EuropeAnalysis

EU leaders face big choice on vital aid for Ukraine

European Commission warns Ukraine could be at risk of losing the war if crucial financial support is not provided

An excavator removes debris after a Russian strike on a nine-storey residential building in the city of Vyshhorod in the Kyiv region, Ukraine, on Sunday. Photograph: 
Maxym Marusenko/EPA
An excavator removes debris after a Russian strike on a nine-storey residential building in the city of Vyshhorod in the Kyiv region, Ukraine, on Sunday. Photograph: Maxym Marusenko/EPA

The easy choices are long exhausted. Ukraine is set to run tight on money in the next few months and unless European allies or others step up, it could find itself in serious difficulty holding off Russia’s advances on the battlefield.

Instead of turning to their own national budgets, EU states will look to tap a pile of Russian cash worth more than €200 billion, which has been frozen in Europe since the start of the war more than four years ago.

Speaking on Wednesday, European Commission president Ursula von der Leyen said Ukraine stands at a “critical juncture”.

Should peace talks between US and Russian officials run into another dead end, Ukraine will need a huge injection of funding to keep running basic services and financing its armed forces.

EU leaders will have to decide how to help fill that gap at a crucial Brussels summit on December 18th.

After weeks of negotiations and back-room planning, von der Leyen’s powerful EU executive formally proposed two options.

One was to borrow money for Ukraine on the markets as an EU bloc. The other was to use frozen Russian central bank assets to finance a €90 billion loan.

The first option, joint EU borrowing, has traditionally been opposed by Germany, the Netherlands and others.

The second option, a so-called reparations loan, while politically and legally complex, is the choice the commission will be pushing.

Belgium’s prime minister Bart de Wever has so far refused to budge in his opposition to the idea.

The vast majority of those Russian assets were held in Euroclear, a depository for state bonds in Belgium.
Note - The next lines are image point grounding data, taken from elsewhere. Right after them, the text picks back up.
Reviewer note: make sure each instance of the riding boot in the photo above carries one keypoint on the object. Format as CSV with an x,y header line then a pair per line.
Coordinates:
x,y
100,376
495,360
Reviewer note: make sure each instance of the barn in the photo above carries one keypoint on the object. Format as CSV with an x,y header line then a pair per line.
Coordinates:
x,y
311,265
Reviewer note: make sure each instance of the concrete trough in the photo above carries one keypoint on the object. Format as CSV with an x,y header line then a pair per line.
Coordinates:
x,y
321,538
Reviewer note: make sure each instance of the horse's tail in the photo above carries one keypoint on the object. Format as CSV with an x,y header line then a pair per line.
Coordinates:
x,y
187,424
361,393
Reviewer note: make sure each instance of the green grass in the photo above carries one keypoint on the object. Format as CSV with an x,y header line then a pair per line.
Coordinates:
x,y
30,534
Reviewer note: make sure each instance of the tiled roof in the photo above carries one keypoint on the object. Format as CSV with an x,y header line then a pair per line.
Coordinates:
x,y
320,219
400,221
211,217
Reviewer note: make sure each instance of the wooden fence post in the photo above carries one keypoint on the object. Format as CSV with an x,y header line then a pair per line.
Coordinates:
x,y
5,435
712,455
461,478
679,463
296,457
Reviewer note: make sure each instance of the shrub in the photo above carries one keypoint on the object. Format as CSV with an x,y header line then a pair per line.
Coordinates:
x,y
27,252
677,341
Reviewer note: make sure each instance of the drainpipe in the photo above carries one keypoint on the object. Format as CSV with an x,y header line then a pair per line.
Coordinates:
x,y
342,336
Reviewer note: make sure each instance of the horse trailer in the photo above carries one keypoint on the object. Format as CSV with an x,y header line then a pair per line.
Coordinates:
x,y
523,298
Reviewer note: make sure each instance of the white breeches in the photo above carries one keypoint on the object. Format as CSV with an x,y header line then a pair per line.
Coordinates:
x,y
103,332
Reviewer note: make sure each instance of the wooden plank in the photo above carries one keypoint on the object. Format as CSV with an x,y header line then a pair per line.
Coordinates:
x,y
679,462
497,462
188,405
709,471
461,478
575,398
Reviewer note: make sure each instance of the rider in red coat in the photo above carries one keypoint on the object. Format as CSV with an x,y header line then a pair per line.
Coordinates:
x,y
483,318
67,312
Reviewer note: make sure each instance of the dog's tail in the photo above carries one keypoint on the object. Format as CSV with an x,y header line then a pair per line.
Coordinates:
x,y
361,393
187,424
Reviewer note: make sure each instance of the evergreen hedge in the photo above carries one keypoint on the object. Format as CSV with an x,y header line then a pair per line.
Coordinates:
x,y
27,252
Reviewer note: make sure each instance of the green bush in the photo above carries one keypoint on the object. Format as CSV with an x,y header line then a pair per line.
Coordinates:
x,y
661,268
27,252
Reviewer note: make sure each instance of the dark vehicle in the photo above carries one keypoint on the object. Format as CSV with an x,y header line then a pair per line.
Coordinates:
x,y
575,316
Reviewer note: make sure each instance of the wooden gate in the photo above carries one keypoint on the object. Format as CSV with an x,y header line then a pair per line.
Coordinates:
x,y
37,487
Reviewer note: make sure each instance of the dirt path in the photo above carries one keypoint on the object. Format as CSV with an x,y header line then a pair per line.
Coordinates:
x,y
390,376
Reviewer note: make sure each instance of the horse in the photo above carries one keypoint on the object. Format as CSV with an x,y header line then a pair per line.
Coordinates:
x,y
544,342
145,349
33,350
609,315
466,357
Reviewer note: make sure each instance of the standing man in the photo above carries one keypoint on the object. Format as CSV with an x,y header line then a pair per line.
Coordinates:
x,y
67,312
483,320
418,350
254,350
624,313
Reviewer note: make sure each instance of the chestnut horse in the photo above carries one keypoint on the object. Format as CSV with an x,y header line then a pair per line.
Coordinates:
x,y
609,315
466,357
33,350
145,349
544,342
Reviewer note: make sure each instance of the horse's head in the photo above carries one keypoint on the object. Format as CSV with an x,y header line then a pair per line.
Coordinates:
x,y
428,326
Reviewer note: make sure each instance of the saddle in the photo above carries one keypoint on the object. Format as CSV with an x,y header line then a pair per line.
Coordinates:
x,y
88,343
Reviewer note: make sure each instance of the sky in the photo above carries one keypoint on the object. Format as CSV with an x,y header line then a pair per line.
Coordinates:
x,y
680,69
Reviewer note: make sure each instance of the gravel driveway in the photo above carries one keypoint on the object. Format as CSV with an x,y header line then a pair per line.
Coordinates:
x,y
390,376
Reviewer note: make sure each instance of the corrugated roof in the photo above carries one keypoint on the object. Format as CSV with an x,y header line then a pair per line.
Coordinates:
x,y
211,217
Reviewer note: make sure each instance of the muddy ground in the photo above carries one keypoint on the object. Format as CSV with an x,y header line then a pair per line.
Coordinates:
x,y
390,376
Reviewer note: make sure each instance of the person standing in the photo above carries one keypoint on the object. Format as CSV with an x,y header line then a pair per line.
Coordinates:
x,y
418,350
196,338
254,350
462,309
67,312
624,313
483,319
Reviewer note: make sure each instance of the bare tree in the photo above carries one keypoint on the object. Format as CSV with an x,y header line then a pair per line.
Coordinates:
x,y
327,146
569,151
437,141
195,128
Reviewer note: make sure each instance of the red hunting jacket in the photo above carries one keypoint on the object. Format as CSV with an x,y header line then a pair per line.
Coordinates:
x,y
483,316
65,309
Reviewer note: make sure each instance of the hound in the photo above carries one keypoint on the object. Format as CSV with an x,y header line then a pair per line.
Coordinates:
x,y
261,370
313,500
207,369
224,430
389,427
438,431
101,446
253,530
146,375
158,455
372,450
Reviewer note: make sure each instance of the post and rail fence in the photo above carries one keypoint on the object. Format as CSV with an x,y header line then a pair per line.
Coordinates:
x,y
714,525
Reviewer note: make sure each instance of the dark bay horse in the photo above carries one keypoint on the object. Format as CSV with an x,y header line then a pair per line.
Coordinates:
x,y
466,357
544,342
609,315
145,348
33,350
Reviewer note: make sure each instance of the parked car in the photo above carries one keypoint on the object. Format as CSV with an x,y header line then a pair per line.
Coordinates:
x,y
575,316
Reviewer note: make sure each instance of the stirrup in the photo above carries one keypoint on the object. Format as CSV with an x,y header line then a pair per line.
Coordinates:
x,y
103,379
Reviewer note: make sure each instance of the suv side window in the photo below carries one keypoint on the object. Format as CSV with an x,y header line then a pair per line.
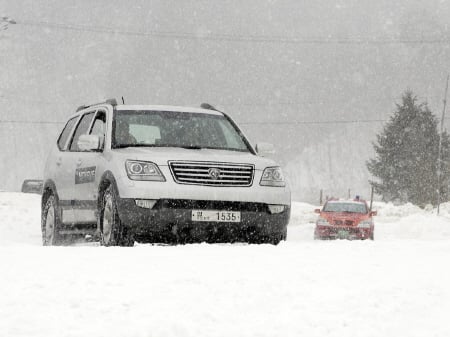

His government is concerned about legal consequences and possible retribution from Moscow.

De Wever, a hard-right Flemish nationalist, is less amenable to compromise for the wider European good than his predecessor, the liberal Alexander De Croo.

“We have listened very carefully to Belgium’s concerns and we have taken almost all of them into account ... We have very strong safeguards in place to protect member states and reduce the risks as much as possible,” von der Leyen said this week.

The reparations loan would only need the support of a weighted majority of the 27 leaders to be approved. But in political terms, it might be difficult for other European leaders to ignore the opposition of Belgium.

The language laid out in the legal text tabled by the commission is stark: “Without this loan, it can be anticipated, in the current international context, that Ukraine will by April 2026 not be able to support its fiscal needs, entailing a realistic risk of defeat in a rather short term”.

The loan would be repaid if Russia agreed to pay compensation for the destruction caused by its invasion of Ukraine.

One big problem has been the fact the assets only remain frozen as long as economic sanctions on Russia stay in place. Introduced in the weeks after the 2022 invasion, the sanctions need to be renewed every six months, by unanimous agreement of all 27 states.

Hungary’s far-right prime minister Viktor Orban and Slovakia’s populist leader Robert Fico, an opponent and sceptic of EU support to Ukraine in turn, have on several occasions threatened to veto the rollover, before backing down.

Locking in the sanctioned frozen assets is key to the loan getting off the ground. Failing to do so would leave national governments having to cover the cost themselves, should repayment to Russia be triggered early by Orban or someone else.

The commission plans to get around those veto risks by relying on emergency EU powers to prohibit the assets being returned to Russia, claiming such a decision would endanger the stability of the union’s economy.

One senior EU official said this would “eliminate” the risk one rogue leader could collapse the sanctions regime freezing the Russian state assets.

EU states will still have to provide guarantees of €105 billion for the loan, in case there is a scenario where repayment to Russia is ever triggered without compensation being provided.

The other funding option – borrowing as a bloc – would need unanimous sign-off, meaning the opposition of Orban, Fico, De Wever or another leader could scupper that plan. That makes it unlikely to be pursued.

To complicate things further, the Trump administration has its eyes on the frozen assets as a key bargaining chip to throw back to Russian president Vladimir Putin in a peace deal.

Their recent 28-point plan referenced using the assets trapped in Europe to partly fund US-led ventures rebuilding Ukraine, which the US would profit from.

The formal proposals tabled by the commission will kick off a hectic fortnight of negotiations between national diplomats and officials, before the EU’s 27 leaders sit down together on December 18th. Everyone will be watching for any shift in Belgium’s position.

The summit has the potential to run on for two or three days, or as long as it takes to come out with a decision.

Taoiseach Micheál Martin and the other national leaders might be well advised to get some of their Christmas shopping done early this year.